The two had a second spat later in the day, this time on Northern Ireland when the Taoiseach said Sinn Féin should make compromises in order to restore the Executive.
Cue more interventions from McDonald.
“This is the constant pattern of the debate we have in this parliament,” sighed Leo.
“At least it is not scripted” retorted Mary Lou.
“The only time you’re not scripted is when you’re interrupting, which is an interesting point,” he shrugged.
“The Taoiseach is so clever he doesn’t need a script,” she shot back.
And so it went. The acting chairman threatened to throw Mary Lou out if she didn’t keep quiet.
“It’s no laughing matter,” she bridled, as Leo rounded on Sinn Féin’s disruption tactics.
“I’m laughing at you, not the issue.”
The Sinn Féin deputy told him she didn’t find him in the least bit funny.
“Ah you’re very cranky today,” he smiled.
“I’m not cranky at all.
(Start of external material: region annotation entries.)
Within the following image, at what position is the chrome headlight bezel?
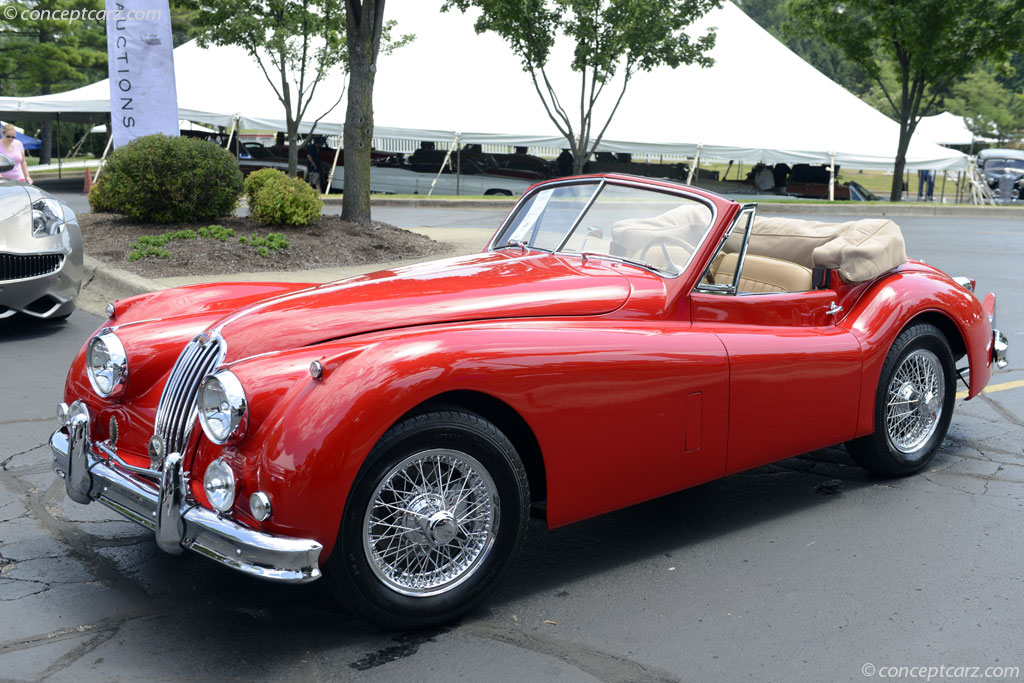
[203,458,236,512]
[196,370,249,444]
[32,197,67,238]
[85,330,128,398]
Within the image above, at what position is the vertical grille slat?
[155,337,224,453]
[0,254,63,281]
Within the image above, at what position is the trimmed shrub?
[89,135,243,223]
[243,168,288,207]
[249,174,324,225]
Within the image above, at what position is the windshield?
[495,181,713,275]
[983,159,1024,171]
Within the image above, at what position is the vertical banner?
[106,0,178,147]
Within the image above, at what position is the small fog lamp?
[203,458,234,512]
[249,490,271,521]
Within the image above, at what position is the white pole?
[324,130,344,195]
[427,132,462,197]
[828,152,836,202]
[92,133,114,182]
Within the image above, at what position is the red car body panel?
[59,176,992,562]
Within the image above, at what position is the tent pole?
[57,112,60,180]
[324,135,344,195]
[828,152,836,202]
[686,142,703,185]
[92,131,114,183]
[427,132,462,197]
[226,114,239,152]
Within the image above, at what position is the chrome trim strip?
[50,401,324,584]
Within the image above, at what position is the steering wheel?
[640,234,696,272]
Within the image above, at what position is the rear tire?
[325,411,529,630]
[846,324,956,477]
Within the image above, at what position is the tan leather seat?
[712,253,812,292]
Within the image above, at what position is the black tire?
[325,410,529,630]
[846,324,956,477]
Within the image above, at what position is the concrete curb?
[324,196,1024,220]
[76,254,167,315]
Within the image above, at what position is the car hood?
[212,249,630,361]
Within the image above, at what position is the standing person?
[0,123,32,182]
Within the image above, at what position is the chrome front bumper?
[50,401,323,584]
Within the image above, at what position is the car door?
[690,206,861,473]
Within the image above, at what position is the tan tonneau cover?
[748,216,906,283]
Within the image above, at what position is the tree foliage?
[341,0,416,224]
[188,0,345,175]
[788,0,1024,202]
[443,0,722,173]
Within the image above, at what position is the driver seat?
[712,252,813,293]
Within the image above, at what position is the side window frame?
[693,204,758,296]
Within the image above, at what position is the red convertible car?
[50,175,1007,628]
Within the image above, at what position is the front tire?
[846,324,956,477]
[325,411,529,629]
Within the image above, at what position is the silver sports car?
[0,156,83,318]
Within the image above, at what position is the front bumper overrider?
[50,401,323,584]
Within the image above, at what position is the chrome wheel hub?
[886,349,945,454]
[362,449,499,597]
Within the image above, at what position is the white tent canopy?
[374,0,966,170]
[0,41,345,135]
[0,0,967,170]
[913,112,974,144]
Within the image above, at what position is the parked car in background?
[50,171,1007,628]
[978,150,1024,202]
[0,156,83,319]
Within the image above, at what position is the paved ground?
[0,206,1024,681]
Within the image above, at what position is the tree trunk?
[341,0,384,225]
[285,118,299,178]
[39,120,53,165]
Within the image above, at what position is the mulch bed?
[78,213,450,278]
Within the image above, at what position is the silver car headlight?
[85,330,128,398]
[199,370,248,443]
[32,197,65,238]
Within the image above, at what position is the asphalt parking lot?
[0,210,1024,682]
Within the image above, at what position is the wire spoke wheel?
[885,349,945,454]
[362,449,500,597]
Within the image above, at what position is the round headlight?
[32,197,65,238]
[199,370,246,443]
[85,331,128,398]
[203,458,234,512]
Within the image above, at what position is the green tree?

I find you facile and dismissive on important issues.”
He was that a fair bit yesterday.
As Alan Farrell in the chair spluttered about telling her to leave, Mary Lou said she was leaving anyway. But not before stopping by the Taoiseach’s seat, pointing her finger at him and saying she would write to him and then, perhaps, he might answer her questions.
All knockabout fun, but did the Taoiseach have to behave like he was at a university debate? The upside for him, though, is that the questions about the banks paying their taxes were forgotten in the little drama he conjured up.
Although, having also crossed swords with Ruth Coppinger and Clare Daly, some were saying afterwards that he seemed to be rather condescending and irritable with these female politicians. Not a good image for a new Taoiseach who was described by one of his own TDs during the leadership campaign as being head of a group of cocky Fine Gael choirboys.
Leo would want to watch out.
He won’t want to become known as the leading choirboy who can’t mix it with a few sopranos.